1. Introduction
Pleurotus ostreatus commonly known as oyster mushrooms were first commercially cultivated in Germany during World War I as a subsistence measure, using tree stumps and wood logs as growing substrates (Deepalakshmi and Sankaran., 2014, Eger et al., 1976). Since then, cultivation of oyster mushrooms has been increasing on a commercial scale in different parts of the world including China, Italy, Poland, Netherlands, Romania, Republic of Korea, Spain, Lithuania and India. China is the world's largest producer of oyster mushrooms, accounting for 74% of the global production (Jarial et al., 2024). In recent times, various species of Pleurotus have been widely cultivated on a commercial scale due to their high mineral content, medicinal benefits, short growth cycle, ability to recycle agricultural and industrial by-products, and minimal requirements for resources and technology (Deepalakshmi and Sankaran., 2014, Raman et al., 2021, Bellettini et al., 2019, Yildiz et al., 2002). These factors, combined with Pleurotus' ability to directly degrade lignin without the need for substrate composting, as required by button mushrooms (Agaricus bisporus), have positioned it as a viable food source in post-catastrophic scenarios, such as a nuclear winter (Winstead and Jacobson., 2022).
Many different substrates have been tested for their usefulness in cultivating of P. ostreatus, including cottonseed (Gossypium hirsutum L.), paper waste, wheat straw, sawdust (Girmay et al., 2016), palm waste supplemented with rice bran and wheat bran (Triticum aestivum L.) (Elkanah et al., 2022), rice husk, eucalyptus sawdust (Costa et al., 2023), hazelnut (Corylus avellana L.) branches, spent coffee grounds (Akcay et al., 2023), and peanut hulls (Zied et al., 2019).
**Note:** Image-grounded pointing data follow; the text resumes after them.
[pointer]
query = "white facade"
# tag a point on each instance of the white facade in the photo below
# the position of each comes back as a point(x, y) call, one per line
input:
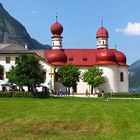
point(113, 80)
point(49, 69)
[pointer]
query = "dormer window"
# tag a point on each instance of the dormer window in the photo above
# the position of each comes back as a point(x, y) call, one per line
point(70, 59)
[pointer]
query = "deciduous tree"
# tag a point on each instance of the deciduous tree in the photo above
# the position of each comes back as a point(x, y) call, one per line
point(1, 72)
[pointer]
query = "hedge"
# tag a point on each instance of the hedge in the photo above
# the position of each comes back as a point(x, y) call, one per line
point(25, 94)
point(119, 95)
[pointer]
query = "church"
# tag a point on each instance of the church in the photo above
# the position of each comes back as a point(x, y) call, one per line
point(111, 61)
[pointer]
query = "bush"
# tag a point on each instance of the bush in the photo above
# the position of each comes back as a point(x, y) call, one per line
point(120, 95)
point(25, 94)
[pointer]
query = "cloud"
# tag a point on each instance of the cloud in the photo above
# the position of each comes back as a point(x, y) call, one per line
point(34, 12)
point(130, 29)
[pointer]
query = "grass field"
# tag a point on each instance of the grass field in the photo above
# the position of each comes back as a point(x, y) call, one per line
point(69, 119)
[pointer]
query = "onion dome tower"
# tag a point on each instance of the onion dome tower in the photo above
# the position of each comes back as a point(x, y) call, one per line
point(56, 30)
point(56, 56)
point(102, 37)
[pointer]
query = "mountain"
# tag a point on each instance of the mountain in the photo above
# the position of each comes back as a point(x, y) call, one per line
point(134, 74)
point(12, 31)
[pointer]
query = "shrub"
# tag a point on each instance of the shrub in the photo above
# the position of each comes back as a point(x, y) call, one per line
point(120, 95)
point(25, 94)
The lignolytic enzymes produced by Pleurotus species enable them to degrade and colonize a range of substrates, utilizing them as nutrient sources to support growth and initiate fruiting body production (Ruiz-Rodríguez et al., 2011). In Asia, rice straw and cotton waste are among the most used substrates for cultivation (Raman et al., 2021). In Sri Lanka, sawdust has traditionally served as a medium for oyster mushroom cultivation (Rajapakshe et al., 2007). In the United States, Pleurotus spp. are commonly cultivated on substrates such as chopped wheat straw, cottonseed hulls, or combinations of these materials (Penn State Department of Plant Pathology and Environmental Microbiology, 2024). Although substrate composition influences the nutritional quality of mushrooms (Elkanah et al., 2022), the choice of substrate in different countries is largely determined by cost and availability (Assan and Mpofu., 2014). However, there is also a need to explore the potential of substrates such as wood chips, especially in resource-limited settings. In post-catastrophic scenarios, industrial by-products like cotton seed hulls may not be readily available, necessitating reliance on forest resources like wood as energy input (Winstead and Jacobson., 2022).
This study aims to evaluate the growth performance of P. ostreatus on woody substrates, such as willow chips, and to compare its yield and nutritional composition with those obtained using the standard commercial cultivation formula. Additionally, a second treatment involving willow wood chips supplemented with cottonseed hulls is included to assess whether minimal supplementation can enhance performance or achieve results comparable to the standard substrate. The objective is to determine whether substrates like wood chips can serve as viable alternative and to predict the growth potential of P. ostreatus in challenging environments, such as those that may occur during a nuclear winter, where resource availability is limited. Furthermore, the study aims to compare key nutritional components, including protein and vitamin content, across the different substrates.
2. Materials and Methods
2.1. Fungal Strain and Spawn
For our cultivation trials, organic blue oyster mushroom sawdust spawn was utilized from a commercial supplier (North Spore, Portland ME). Blue Oyster (P. ostreatus) is a fast substrate colonizer with a strong bluish-gray hue. Following our research, this isolate has been added to the Penn State University culture collection and is now designated as WC 1073. Fungal strain was maintained in liquid nitrogen –4°C and subcultured on to Potato Dextrose Agar plates.
2.2. Substrate Preparation, Inoculation, and Incubation
For
P. ostreatus, the optimal substrate used on an industrial / commercial scale in United States is a mixture of cottonseed hull, wheat straw and a protein supplement (Promycel Gold
TM, San Juan Bautista, CA) in the ratio 16:2:1 (w/w). This standard/commercial substrate was compared against minimally supplemented substrates W+C (Willow chips and cotton seed hull (3:1)) and W (Willow chips) to access any differences in the yield and nutritional differences. Shrub willow,
Salix spp., obtained from The Pennsylvania State University’s bioenergy crop fields (40°51′36.92″, −77°47′50.37″, elevation 370 m) in July 2021 were used for the study. Willow trees have high biomass potential and fast growth rate compared to other tree species (Volk et al., 2004, Kajba et al, 2014). Willow was chopped into willow chips of approximate dimensions 1-1.5cm × 0.5cm × 0.2 cm (
Figure 1) in a chopper at Mushroom Research Center, Penn State. Wood chips were soaked in water for 24 h, drained and used as substrate for our cultivation trials.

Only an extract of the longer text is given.